John Crawford Update

[Content Note: Racism; guns; police brutality.]

Earlier this month, I wrote about John Crawford, the 22-year-old black man in Ohio who was killed by police in a Walmart after another customer called 911 to report a man waving an AR-15 semiautomatic rifle, even though Crawford was actually holding a BB/pellet rifle which is sold at the store. The original police account was this:
"The officers gave verbal commands to the subject to drop the weapon," [police chief Dennis Evers] said in a statement. "The subject … was shot after failing to comply with the officers' commands.

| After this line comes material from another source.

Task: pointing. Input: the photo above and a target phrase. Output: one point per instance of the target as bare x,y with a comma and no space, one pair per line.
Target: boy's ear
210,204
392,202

The quick response of officers was instrumental in containing this situation and minimizing the risk to customers."
LeeCee Johnson, who was on the phone with Crawford at the time, said she heard "the police start shooting, and they said 'Get on the ground,' but he was already on the ground because they had shot him."

So, right from the start, there was a conflicting account with what the police were claiming.

Now, Michael Wright, the attorney for Crawford's family, says that surveillance video from the incident, made available to Wright and Crawford's family for viewing by the Ohio's attorney general, also contradicts the police account.
"John was doing nothing wrong in Walmart, nothing more, nothing less than shopping," Wright said.

The attorney said surveillance video showed Crawford facing away from officers, talking on the phone, and leaning on the pellet gun like a cane when he was "shot on sight" in a "militaristic" response by police.

...He said the video suggests Crawford probably did not see or hear officers as they arrived.
Although an investigation by a special prosecutor is underway, the police officers are not under arrest, and one of the officers involved is already back on duty.

And, just like in Ferguson, "evidence" is being released piecemeal to the public, in a way that favors police:
Wright said the family objected to the piecemeal release of evidence, such as dispatch audio and video on the day of the shooting, was biased toward the police.

"Everything released is one-sided," Wright said. "There is nothing favorable to John Crawford. You can't show different pieces, show it all, don't trickle pieces to gain favor of the public."
Meanwhile, Ohio Attorney General Mike DeWine says the surveillance video will not be released to the public, "to avoid tainting the jury pool." Without, of course, a trace of irony that withholding it taints the jury pool, too, but in a way that facilitates the posthumous criminalization of another black man killed by police.